Re: [Lsf-pc] Linux kernel impact on PostgreSQL performance

From: Trond Myklebust <trondmy(at)gmail(dot)com>
To: Tom Lane <tgl(at)sss(dot)pgh(dot)pa(dot)us>
Cc: Bottomley James <James(dot)Bottomley(at)HansenPartnership(dot)com>, Hannu Krosing <hannu(at)2ndQuadrant(dot)com>, Claudio Freire <klaussfreire(at)gmail(dot)com>, Andres Freund <andres(at)2ndQuadrant(dot)com>, Josh Berkus <josh(at)agliodbs(dot)com>, Kevin Grittner <kgrittn(at)ymail(dot)com>, "pgsql-hackers(at)postgresql(dot)org" <pgsql-hackers(at)postgresql(dot)org>, Dave Chinner <david(at)fromorbit(dot)com>, Joshua Drake <jd(at)commandprompt(dot)com>, Robert Haas <robertmhaas(at)gmail(dot)com>, Mel Gorman <mgorman(at)suse(dot)de>, "lsf-pc(at)lists(dot)linux-foundation(dot)org" <lsf-pc(at)lists(dot)linux-foundation(dot)org>, Magnus Hagander <magnus(at)hagander(dot)net>
Subject: Re: [Lsf-pc] Linux kernel impact on PostgreSQL performance
Date: 2014-01-14 15:42:05
Message-ID: A8B5E529-A3BA-4AEC-A58F-1AF16DA5AEF6@gmail.com
Views: Raw Message | Whole Thread | Download mbox | Resend email
Thread:
Lists: pgsql-hackers


On Jan 14, 2014, at 10:39, Tom Lane <tgl(at)sss(dot)pgh(dot)pa(dot)us> wrote:

> James Bottomley <James(dot)Bottomley(at)HansenPartnership(dot)com> writes:
>> The current mechanism for coherency between a userspace cache and the
>> in-kernel page cache is mmap ... that's the only way you get the same
>> page in both currently.
>
> Right.
>
>> glibc used to have an implementation of read/write in terms of mmap, so
>> it should be possible to insert it into your current implementation
>> without a major rewrite.
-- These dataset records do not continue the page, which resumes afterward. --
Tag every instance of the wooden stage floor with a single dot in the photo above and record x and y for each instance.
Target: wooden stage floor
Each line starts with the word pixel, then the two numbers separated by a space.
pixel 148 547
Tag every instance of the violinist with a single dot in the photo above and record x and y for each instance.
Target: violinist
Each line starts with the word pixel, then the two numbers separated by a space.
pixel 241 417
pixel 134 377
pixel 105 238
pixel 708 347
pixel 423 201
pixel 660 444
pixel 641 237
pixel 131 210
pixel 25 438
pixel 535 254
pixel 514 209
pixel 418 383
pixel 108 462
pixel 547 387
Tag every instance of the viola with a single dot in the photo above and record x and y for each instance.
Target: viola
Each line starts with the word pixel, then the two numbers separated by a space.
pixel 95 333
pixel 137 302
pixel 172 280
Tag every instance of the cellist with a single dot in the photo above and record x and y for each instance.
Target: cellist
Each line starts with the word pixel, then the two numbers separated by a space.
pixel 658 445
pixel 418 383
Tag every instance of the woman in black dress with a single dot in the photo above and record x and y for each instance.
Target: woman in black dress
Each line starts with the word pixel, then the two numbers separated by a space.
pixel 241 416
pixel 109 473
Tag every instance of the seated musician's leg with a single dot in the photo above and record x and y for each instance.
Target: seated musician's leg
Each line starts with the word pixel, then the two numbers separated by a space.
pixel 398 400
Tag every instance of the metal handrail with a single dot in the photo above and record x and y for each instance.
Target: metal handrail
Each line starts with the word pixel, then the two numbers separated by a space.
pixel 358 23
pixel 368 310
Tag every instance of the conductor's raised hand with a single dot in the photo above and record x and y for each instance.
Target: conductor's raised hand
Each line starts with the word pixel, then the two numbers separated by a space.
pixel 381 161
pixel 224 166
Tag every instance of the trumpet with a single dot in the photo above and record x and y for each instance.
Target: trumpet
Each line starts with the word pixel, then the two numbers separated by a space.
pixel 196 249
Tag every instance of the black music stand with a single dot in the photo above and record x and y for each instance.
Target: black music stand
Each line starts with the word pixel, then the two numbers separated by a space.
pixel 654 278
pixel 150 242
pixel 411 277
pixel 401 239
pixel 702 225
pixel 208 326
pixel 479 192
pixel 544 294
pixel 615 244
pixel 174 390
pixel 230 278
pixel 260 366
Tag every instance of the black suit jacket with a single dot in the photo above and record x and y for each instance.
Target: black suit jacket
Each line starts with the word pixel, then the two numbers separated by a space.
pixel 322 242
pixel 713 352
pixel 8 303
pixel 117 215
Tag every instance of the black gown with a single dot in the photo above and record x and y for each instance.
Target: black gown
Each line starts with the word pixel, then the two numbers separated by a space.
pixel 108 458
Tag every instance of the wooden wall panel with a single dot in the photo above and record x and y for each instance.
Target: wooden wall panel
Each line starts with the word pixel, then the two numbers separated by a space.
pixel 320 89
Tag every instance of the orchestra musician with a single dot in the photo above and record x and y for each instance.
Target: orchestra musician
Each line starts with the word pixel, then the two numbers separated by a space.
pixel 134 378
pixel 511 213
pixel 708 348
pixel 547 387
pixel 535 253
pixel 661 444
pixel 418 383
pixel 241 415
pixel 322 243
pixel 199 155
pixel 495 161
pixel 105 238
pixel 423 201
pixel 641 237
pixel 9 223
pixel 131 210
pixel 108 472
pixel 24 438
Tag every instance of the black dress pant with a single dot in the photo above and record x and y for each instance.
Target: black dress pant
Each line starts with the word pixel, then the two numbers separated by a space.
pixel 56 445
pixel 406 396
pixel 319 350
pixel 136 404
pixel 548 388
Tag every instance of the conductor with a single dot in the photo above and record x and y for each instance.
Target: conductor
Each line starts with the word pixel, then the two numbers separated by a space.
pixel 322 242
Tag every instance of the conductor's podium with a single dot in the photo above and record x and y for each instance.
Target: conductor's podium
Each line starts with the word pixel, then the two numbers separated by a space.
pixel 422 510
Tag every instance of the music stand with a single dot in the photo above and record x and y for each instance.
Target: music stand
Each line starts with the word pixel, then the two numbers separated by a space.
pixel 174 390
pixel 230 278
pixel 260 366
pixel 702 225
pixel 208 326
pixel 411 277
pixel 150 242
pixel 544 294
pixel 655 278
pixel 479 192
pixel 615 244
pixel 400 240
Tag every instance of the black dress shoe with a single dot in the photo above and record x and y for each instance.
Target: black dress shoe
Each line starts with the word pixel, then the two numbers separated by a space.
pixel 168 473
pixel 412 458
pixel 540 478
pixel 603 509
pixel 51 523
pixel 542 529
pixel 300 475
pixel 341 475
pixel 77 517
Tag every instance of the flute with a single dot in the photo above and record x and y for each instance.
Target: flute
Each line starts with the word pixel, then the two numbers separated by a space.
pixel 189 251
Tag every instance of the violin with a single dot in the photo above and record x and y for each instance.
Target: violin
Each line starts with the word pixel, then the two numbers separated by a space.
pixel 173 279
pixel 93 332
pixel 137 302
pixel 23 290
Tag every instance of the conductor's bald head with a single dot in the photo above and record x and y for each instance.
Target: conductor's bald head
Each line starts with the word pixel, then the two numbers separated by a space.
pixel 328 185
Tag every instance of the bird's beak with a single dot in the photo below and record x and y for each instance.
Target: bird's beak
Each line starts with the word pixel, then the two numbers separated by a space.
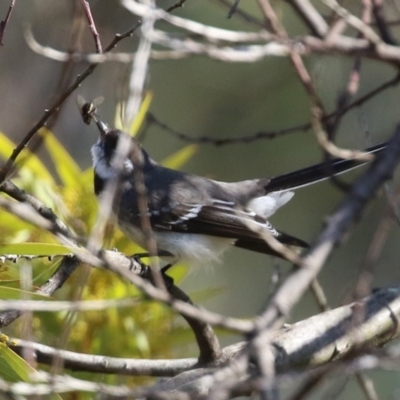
pixel 103 127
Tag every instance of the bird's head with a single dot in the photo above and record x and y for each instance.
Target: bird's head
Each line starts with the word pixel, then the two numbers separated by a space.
pixel 115 156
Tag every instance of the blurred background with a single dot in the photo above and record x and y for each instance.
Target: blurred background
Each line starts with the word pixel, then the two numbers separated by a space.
pixel 202 97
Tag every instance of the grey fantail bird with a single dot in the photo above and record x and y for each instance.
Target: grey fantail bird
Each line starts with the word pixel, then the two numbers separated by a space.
pixel 193 217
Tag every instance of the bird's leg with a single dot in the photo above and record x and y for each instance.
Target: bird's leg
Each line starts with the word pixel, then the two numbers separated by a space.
pixel 146 270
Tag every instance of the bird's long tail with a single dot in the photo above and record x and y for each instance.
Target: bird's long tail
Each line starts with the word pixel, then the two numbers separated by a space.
pixel 318 172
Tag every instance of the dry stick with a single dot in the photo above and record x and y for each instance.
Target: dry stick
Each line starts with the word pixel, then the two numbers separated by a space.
pixel 350 211
pixel 338 225
pixel 242 14
pixel 207 341
pixel 92 25
pixel 3 24
pixel 265 359
pixel 4 171
pixel 64 271
pixel 381 22
pixel 311 17
pixel 270 134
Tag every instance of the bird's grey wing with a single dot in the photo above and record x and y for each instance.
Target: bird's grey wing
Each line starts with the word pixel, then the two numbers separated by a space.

The problem I think this brings you is
>> uncontrolled writeback: you don't want dirty pages to go to disk until
>> you issue a write()
>
> Exactly.
>
>> I think we could fix this with another madvise():
>> something like MADV_WILLUPDATE telling the page cache we expect to alter
>> the pages again, so don't be aggressive about cleaning them.
>
> "Don't be aggressive" isn't good enough. The prohibition on early write
> has to be absolute, because writing a dirty page before we've done
> whatever else we need to do results in a corrupt database. It has to
> be treated like a write barrier.

Then why are you dirtying the page at all? It makes no sense to tell the kernel “we’re changing this page in the page cache, but we don’t want you to change it on disk”: that’s not consistent with the function of a page cache.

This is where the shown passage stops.